If you can understand how to write and when to use once-only, then you truly
understand macros [p. 853]

A word to the wise: don't get carried away with macros [p. 855]

[0]
[http://www.paulgraham.com/onlisp.html](http://www.paulgraham.com/onlisp.html)
[1]
[https://letoverlambda.com/index.cl/toc](https://letoverlambda.com/index.cl/toc)
[2] [https://norvig.com/Lisp-retro.html](https://norvig.com/Lisp-retro.html)

------
kazinator
18-19 years ago, I didn't switch to Lisp because of macros.

I was hooked by the list representation: how cons cells can be treated as
immutable to implement list operations by always allocating new cells that are
garbage collected.

I was hooked by the uniform syntax: good-bye ambiguities requiring
associativity and precedence rules.

I was charmed by the empty list being _nil_ which is also Boolean false, and
the convenience of _(car nil)_ just returning nil: the resulting code looked
slick and elegant to me.

I thought it was great how you can just _quote_ any part of the syntax and you
get an expression which gives you that syntax as a piece of literal data.

Eventually I learned about _defmacro_ , too, by which time I was productively
using Lisp.

I learned about backquote before macros: wow, how great, I thought: like "foo
$bar" string interpolation in the shell but with actual data structure.

I got into Lisp not because of some online hype about macros, but because I
happened on a copy of Stuart Shapiro's _Common Lisp: An Interactive Approach_
and worked through that. Now that book can be downloaded in electronic form.

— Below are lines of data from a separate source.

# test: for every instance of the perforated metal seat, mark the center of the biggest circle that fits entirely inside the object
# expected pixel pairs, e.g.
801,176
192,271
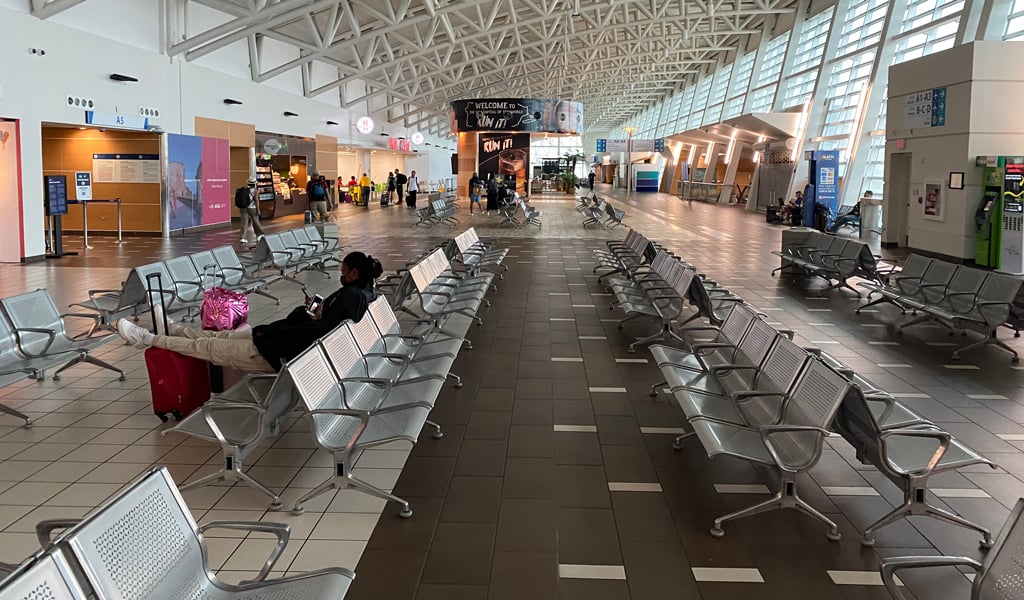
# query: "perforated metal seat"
346,423
908,457
45,577
998,575
41,336
792,446
240,421
144,544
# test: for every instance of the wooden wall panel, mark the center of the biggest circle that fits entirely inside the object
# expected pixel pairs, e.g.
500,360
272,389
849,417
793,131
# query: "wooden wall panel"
327,157
68,150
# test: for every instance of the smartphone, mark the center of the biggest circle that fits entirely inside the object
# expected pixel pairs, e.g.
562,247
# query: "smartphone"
314,304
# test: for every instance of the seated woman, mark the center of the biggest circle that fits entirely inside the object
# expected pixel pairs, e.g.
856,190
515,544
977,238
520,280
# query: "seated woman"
266,346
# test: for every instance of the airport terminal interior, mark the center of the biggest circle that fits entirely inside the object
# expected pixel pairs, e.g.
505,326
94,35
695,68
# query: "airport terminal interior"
737,314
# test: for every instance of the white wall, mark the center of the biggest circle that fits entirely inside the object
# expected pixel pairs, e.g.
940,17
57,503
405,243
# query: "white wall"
982,119
33,87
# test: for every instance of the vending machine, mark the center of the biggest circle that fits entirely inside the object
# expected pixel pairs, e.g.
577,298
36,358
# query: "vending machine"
988,216
1012,234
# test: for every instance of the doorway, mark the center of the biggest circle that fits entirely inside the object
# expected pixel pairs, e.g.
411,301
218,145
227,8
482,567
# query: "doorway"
896,212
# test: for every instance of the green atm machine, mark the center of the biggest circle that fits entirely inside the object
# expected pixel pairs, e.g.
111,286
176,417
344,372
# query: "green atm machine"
988,217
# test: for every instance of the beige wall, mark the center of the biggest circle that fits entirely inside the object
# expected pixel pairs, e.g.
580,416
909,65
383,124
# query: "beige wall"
69,150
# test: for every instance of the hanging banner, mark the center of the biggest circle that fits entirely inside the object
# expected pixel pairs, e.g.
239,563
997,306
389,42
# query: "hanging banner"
517,115
639,145
197,186
504,155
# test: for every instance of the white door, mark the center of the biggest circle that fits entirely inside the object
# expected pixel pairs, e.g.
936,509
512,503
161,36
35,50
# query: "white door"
896,213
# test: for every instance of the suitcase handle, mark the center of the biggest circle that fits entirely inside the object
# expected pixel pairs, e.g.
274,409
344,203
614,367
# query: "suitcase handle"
153,295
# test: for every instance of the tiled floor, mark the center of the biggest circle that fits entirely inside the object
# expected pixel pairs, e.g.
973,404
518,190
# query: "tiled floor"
556,477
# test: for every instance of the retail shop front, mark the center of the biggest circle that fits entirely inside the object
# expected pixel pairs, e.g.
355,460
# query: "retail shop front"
498,136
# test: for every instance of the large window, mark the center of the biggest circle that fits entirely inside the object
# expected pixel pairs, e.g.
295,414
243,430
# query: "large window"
737,89
807,59
766,81
699,102
845,94
862,26
718,93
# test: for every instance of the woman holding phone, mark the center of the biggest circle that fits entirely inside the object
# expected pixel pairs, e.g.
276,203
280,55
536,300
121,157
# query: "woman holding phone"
266,346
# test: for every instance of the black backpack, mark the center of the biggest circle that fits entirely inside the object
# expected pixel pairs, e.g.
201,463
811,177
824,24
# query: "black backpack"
242,198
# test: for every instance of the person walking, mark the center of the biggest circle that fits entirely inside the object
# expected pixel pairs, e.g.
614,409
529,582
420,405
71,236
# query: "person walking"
265,347
365,187
316,193
250,214
475,191
390,186
414,186
399,184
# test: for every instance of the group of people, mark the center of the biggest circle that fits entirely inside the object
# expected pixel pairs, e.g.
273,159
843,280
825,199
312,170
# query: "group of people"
399,185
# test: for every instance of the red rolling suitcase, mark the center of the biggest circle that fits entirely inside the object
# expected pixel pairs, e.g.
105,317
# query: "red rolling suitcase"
179,384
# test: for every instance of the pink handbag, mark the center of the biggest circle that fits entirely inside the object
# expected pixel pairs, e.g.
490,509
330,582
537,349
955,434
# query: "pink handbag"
223,309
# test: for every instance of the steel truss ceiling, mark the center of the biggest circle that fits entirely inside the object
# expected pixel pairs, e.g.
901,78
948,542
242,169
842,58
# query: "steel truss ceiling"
615,56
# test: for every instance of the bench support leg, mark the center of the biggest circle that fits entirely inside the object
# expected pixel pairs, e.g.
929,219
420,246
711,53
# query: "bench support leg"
786,497
915,503
231,472
343,479
89,359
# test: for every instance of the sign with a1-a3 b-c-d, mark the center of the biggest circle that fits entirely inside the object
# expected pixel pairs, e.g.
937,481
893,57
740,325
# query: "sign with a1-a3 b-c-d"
83,185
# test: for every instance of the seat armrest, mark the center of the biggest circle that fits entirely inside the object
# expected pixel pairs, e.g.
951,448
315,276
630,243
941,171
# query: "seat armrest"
281,530
889,566
770,430
44,529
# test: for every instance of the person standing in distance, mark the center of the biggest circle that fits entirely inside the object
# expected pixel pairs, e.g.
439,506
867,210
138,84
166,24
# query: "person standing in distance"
250,214
414,186
399,184
475,191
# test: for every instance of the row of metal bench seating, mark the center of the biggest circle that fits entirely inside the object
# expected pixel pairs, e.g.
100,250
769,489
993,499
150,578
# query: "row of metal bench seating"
599,212
363,385
653,284
751,392
143,543
958,297
438,212
185,277
834,259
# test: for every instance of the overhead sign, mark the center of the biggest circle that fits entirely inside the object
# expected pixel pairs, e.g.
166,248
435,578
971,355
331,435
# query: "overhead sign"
114,120
83,185
639,145
528,115
926,109
365,125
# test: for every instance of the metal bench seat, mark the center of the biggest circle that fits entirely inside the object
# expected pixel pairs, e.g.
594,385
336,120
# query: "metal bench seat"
747,359
983,312
242,420
997,576
701,356
908,457
792,446
906,282
144,544
345,430
41,337
754,397
237,274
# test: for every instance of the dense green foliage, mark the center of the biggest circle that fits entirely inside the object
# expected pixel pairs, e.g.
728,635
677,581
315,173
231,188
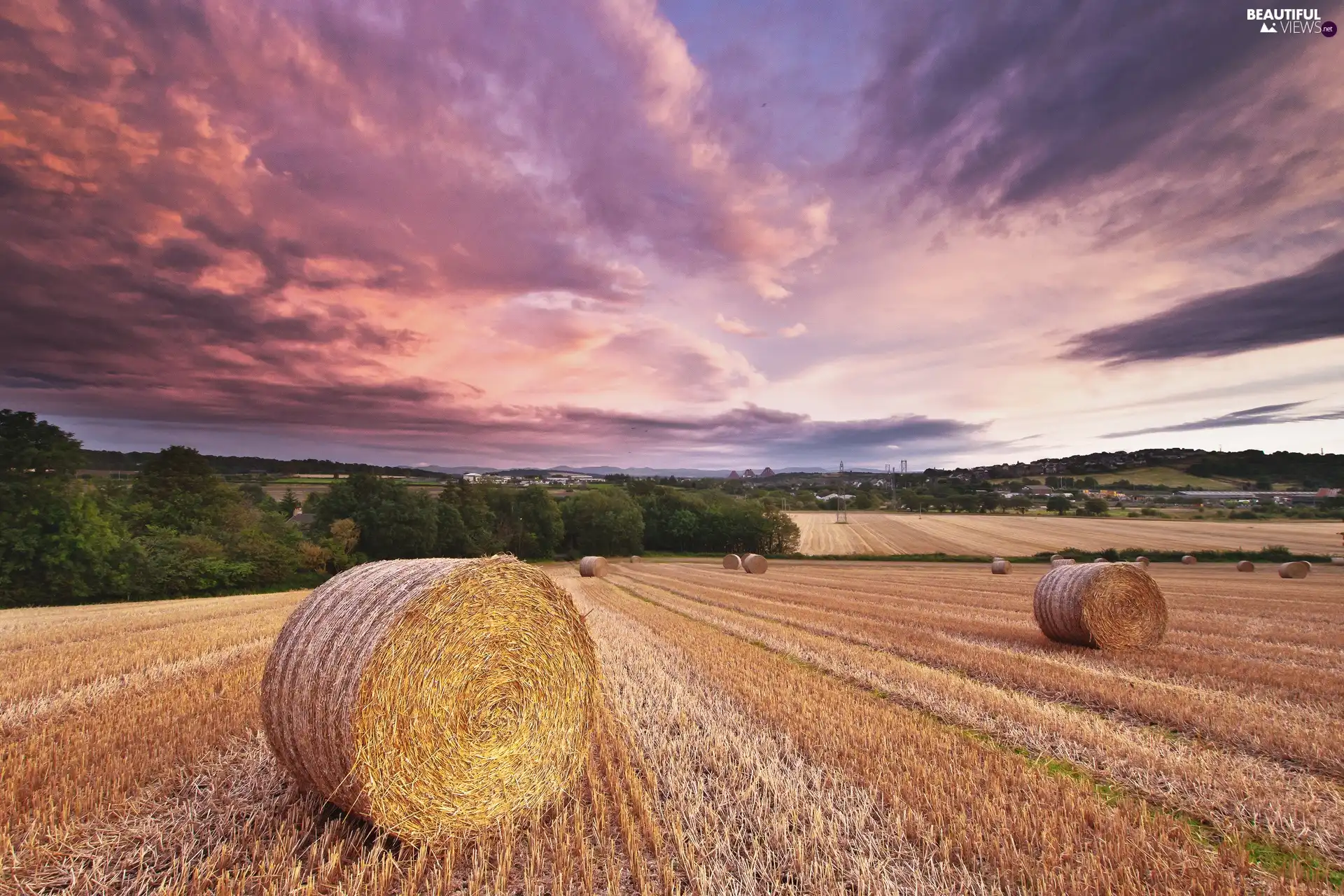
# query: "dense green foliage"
179,530
604,522
1310,470
706,523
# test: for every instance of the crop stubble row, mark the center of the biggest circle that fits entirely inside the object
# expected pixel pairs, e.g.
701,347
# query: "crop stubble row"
713,786
1231,790
1296,731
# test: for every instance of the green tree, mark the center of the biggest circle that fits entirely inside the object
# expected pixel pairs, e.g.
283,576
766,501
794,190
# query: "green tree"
393,520
1096,507
289,503
33,449
528,522
604,522
178,489
1058,504
58,542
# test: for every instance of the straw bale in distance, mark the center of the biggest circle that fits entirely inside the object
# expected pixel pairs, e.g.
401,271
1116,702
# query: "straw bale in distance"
755,564
1294,570
590,567
433,696
1113,606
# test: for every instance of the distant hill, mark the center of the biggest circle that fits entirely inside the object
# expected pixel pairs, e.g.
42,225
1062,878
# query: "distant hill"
230,465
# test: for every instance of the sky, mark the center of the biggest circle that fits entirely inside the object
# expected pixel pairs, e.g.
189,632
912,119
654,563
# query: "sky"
672,234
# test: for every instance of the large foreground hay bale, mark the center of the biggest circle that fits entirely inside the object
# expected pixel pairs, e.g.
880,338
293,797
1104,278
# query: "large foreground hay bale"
433,696
1294,570
590,567
1113,606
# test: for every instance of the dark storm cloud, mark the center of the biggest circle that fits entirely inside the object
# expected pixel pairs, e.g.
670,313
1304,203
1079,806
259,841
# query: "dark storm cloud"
1262,415
1277,312
198,197
1011,102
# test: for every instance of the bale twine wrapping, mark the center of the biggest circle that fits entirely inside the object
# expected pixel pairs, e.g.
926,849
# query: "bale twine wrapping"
1294,570
433,696
1113,606
590,567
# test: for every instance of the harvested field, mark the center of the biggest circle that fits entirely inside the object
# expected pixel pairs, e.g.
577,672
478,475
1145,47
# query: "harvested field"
825,729
1012,535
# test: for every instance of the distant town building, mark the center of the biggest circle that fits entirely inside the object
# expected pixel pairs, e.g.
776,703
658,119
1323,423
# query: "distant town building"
302,519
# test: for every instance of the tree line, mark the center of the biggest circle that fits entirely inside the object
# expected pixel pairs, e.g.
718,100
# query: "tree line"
179,530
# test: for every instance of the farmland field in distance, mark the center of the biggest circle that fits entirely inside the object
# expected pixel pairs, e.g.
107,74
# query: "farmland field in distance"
825,729
1014,535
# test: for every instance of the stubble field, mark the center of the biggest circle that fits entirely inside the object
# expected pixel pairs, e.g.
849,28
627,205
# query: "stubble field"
1014,535
824,729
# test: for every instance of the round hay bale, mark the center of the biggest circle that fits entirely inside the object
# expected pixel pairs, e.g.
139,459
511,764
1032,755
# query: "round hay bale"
590,567
1113,606
755,564
433,697
1294,570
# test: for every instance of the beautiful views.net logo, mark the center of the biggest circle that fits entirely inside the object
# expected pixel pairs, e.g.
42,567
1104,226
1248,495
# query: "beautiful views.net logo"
1291,22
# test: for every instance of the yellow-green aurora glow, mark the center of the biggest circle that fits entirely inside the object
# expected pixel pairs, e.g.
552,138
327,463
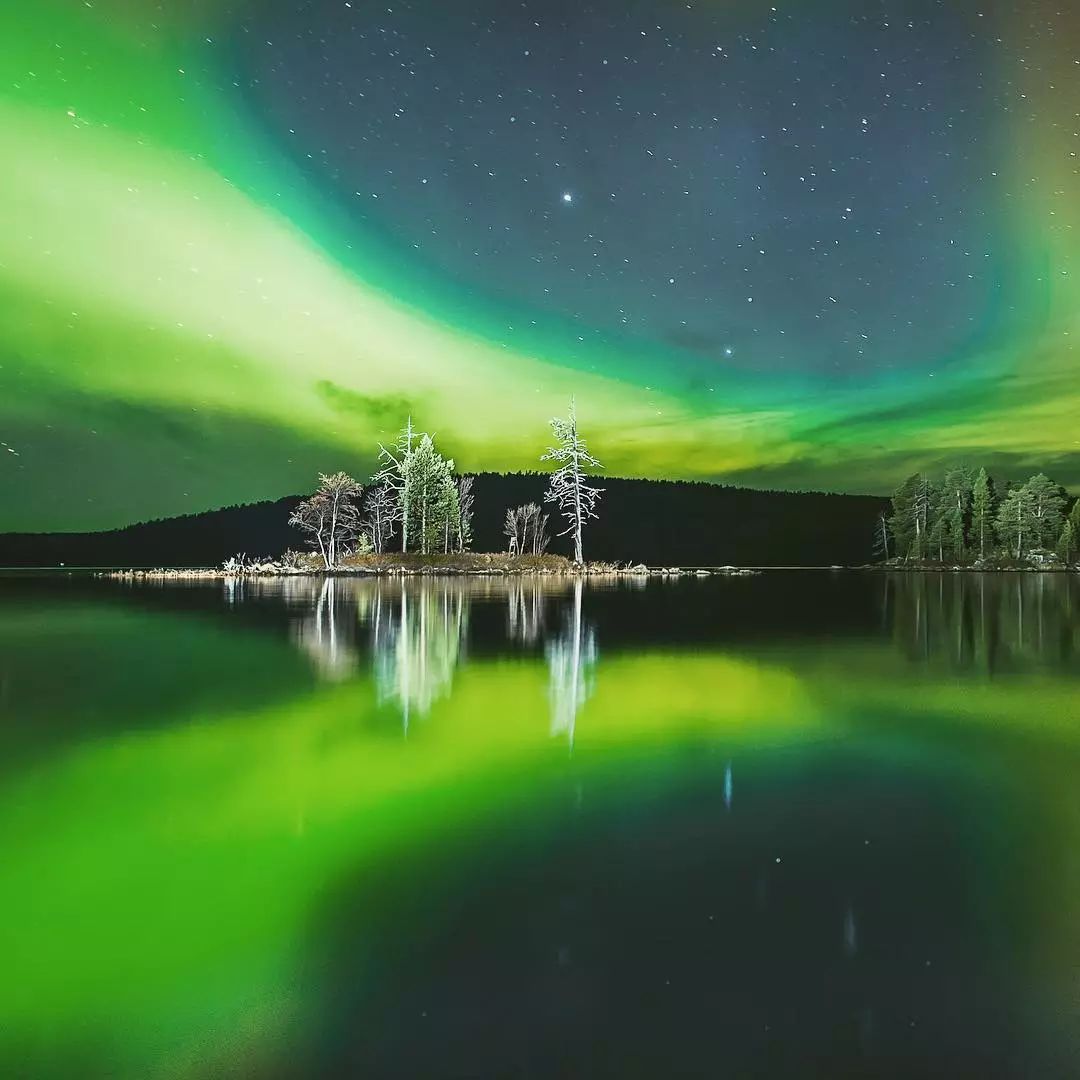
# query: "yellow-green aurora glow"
187,319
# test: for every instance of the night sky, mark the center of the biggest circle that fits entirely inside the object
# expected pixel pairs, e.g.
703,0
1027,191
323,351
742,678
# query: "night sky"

One thing that charmed me was the Common Lisp read-table driven dispatch.
Knuth's TeX does something very similar. I imitated Knuth's idea in a macro
preprocessor that I wrote in 1999 called mpp; the preprocessor was able to
redefine its read syntax by re-assigning the categories of characters. When I
discovered that Lisp has a character-categorizing dispatch table as the basis
of its scanning, I was really bowled over: it was something I had already
liked to the point of having implemented it. (Today, I'm not so hot on read
tables any more; my TXR Lisp doesn't have the feature.)

------
komon
pepper_sauce's example is a good one, the ability to mold the language to what
features you need today is a big point.

But even beyond that I think the big purpose of macros is the ability to mold
the language the application you're applying it to. This is the Domain
Specific Language (DSL) idea.

For instance, take Protocol Buffers. The .proto format is a language that lets
you define your messages and denote which fields are required, optional, etc.
You run a compiler against these .proto files that spits out a generated
library for the platform you're on.

This sort of workflow isn't as onerous as it used to be with all the CI/CD
push to have tools that build your application in one step. But it is still a
separate language with its own compiler that must be maintained entirely
outside of your project or language ecosystem.

If, in a hypothetical universe where Lisp dominated Google, protocol buffers
had been written in Lisp you wouldn't need a separate compiler and language. A
library of macros like defpackage and defmessage could be written that would
generate the code for sending and receiving each message type you define
inline with the rest of your application. It would all be Lisp code and would
benefit from all of your Lisp tools, like linting, debugging, and testing.

And if it was written in a Lisp-y tradition, such a DSL would likely be
riddled with hooks for your application code to be able to attach to
dynamically, say if you would like every receipt of a message to be logged or
if a message fails validation you would want to page the on-call to figure out
who's sending bad messages and why.

So, in short, macros allow you to extend the language for reasons even beyond
syntactical conveniences like DESTRUCTURING-BIND. It allows you to really
shape your tools to the application at hand, and allows others to shape the
tools you share to their applications.

------
Jtsummers
What programming languages are you familiar with already?